However, lockups still happen with RendererFeatTest64: I tried to run some tests and my system locked completly and restarted. This seems to be a different problem though not related to the va conflict issue. So I'll open a different bug for the lockups revealed by the same commit (as previously said, without virtual address space, it doesn't lock).
https://bugs.freedesktop.org/show_bug.cgi?id=45018
Alexandre Demers alexandre.f.demers@gmail.com changed:
What |Removed |Added ---------------------------------------------------------------------------- Summary|[bisected] rendering |[bisected] rendering |regression since added |regression and va conflicts |support for virtual address |since added support for |space on cayman v11 |virtual address space on | |cayman v11
https://bugs.freedesktop.org/show_bug.cgi?id=45018
--- Comment #108 from Alexandre Demers alexandre.f.demers@gmail.com 2012-08-05 04:29:39 UTC --- Oops, I've hit a va error again. I've been using my computer all day long, going from one window to another, using Flash on Openstreetmap and Google Map. The error could explain some lockups I've experienced. I hit the card's maximum memory from what I understand of the error. Should I put collected info here or under bug 53111?
https://bugs.freedesktop.org/show_bug.cgi?id=45018
--- Comment #109 from Alexandre Demers alexandre.f.demers@gmail.com 2012-08-05 04:34:02 UTC --- (In reply to comment #108)
Oops, I've hit a va error again. I've been using my computer all day long, going from one window to another, using Flash on Openstreetmap and Google Map. The error could explain some lockups I've experienced. I hit the card's maximum memory from what I understand of the error. Should I put collected info here or under bug 53111?
Here is the error message without any log for now. I'll wait to see if it should be tracked here: [54804.656571] radeon 0000:01:00.0: offset 0x400000 is in reserved area 0x800000 [54805.166815] radeon 0000:01:00.0: bo ffff8800c227d800 va 0x02B00000 conflict with (bo ffff880202702400 0x02440000 0x03440000) [54805.177976] radeon 0000:01:00.0: bo ffff8800c227b000 va 0x02C38000 conflict with (bo ffff880202702400 0x02440000 0x03440000) [54805.178980] radeon 0000:01:00.0: bo ffff880061241400 va 0x02C38000 conflict with (bo ffff880202702400 0x02440000 0x03440000) [54805.253953] radeon 0000:01:00.0: bo ffff88021b183800 va 0x00900000 conflict with (bo ffff8802222fc000 0x00900000 0x00901000) [54806.900210] radeon 0000:01:00.0: va above limit (0x00100200 > 0x00100000) [54806.927121] radeon 0000:01:00.0: va above limit (0x001000B0 > 0x00100000) [54811.663812] radeon 0000:01:00.0: bo ffff880223631c00 va 0x01278000 conflict with (bo ffff88020270b000 0x01200000 0x01700000) [54813.069082] radeon 0000:01:00.0: bo ffff88021b183800 va 0x00900000 conflict with (bo ffff8802222fc000 0x00900000 0x00901000) [54813.075691] radeon 0000:01:00.0: bo ffff88007f002c00 va 0x00900000 conflict with (bo ffff8802222fc000 0x00900000 0x00901000) [54813.075886] radeon 0000:01:00.0: bo ffff88007f002000 va 0x00900000 conflict with (bo ffff8802222fc000 0x00900000 0x00901000) [54813.075961] gnome-shell[1025]: segfault at 50 ip 00007f8af5ebe019 sp 00007fff80159650 error 4 in r600_dri.so[7f8af5e53000+4b1000]

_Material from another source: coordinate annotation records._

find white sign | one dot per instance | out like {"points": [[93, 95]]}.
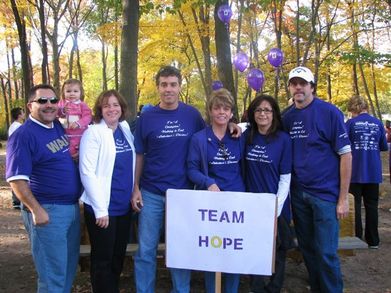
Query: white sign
{"points": [[231, 232]]}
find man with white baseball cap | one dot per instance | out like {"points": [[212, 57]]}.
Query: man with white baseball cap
{"points": [[320, 179]]}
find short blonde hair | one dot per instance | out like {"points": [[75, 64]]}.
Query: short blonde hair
{"points": [[220, 97], [357, 104]]}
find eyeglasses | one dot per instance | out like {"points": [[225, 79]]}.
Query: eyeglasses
{"points": [[223, 150], [300, 82], [44, 100], [266, 111]]}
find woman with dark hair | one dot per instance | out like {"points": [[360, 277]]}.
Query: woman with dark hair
{"points": [[368, 139], [268, 157], [106, 152]]}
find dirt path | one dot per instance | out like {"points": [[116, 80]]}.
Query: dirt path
{"points": [[366, 271]]}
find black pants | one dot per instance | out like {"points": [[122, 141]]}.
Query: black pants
{"points": [[369, 193], [108, 249]]}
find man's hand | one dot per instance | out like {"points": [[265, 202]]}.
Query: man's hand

https://bugs.freedesktop.org/show_bug.cgi?id=45018
--- Comment #110 from Christian König deathsimple@vodafone.de 2012-08-08 10:48:35 UTC --- I just pushed a minor bugfix to mesa master, that in conjunction with Jeromes kernel patch should eliminate the last VA issues.
Please retest it again.
Christian.
https://bugs.freedesktop.org/show_bug.cgi?id=45018
--- Comment #111 from Alexandre Demers alexandre.f.demers@gmail.com 2012-08-08 13:29:34 UTC --- (In reply to comment #110)
I just pushed a minor bugfix to mesa master, that in conjunction with Jeromes kernel patch should eliminate the last VA issues.
Please retest it again.
Christian.
You must be refering to commit 8c44e5a144009a03c20befa6468d19d41c802795. Do I still need to apply your previous patch also (attachment 65093)? I'll try it tonight, but it may take a bit more complicated to reproduce, I'll have to play for a while until it does or doesn't trigger the last reported vm error.
https://bugs.freedesktop.org/show_bug.cgi?id=45018
--- Comment #112 from Alexandre Demers alexandre.f.demers@gmail.com 2012-08-09 01:38:41 UTC --- (In reply to comment #111)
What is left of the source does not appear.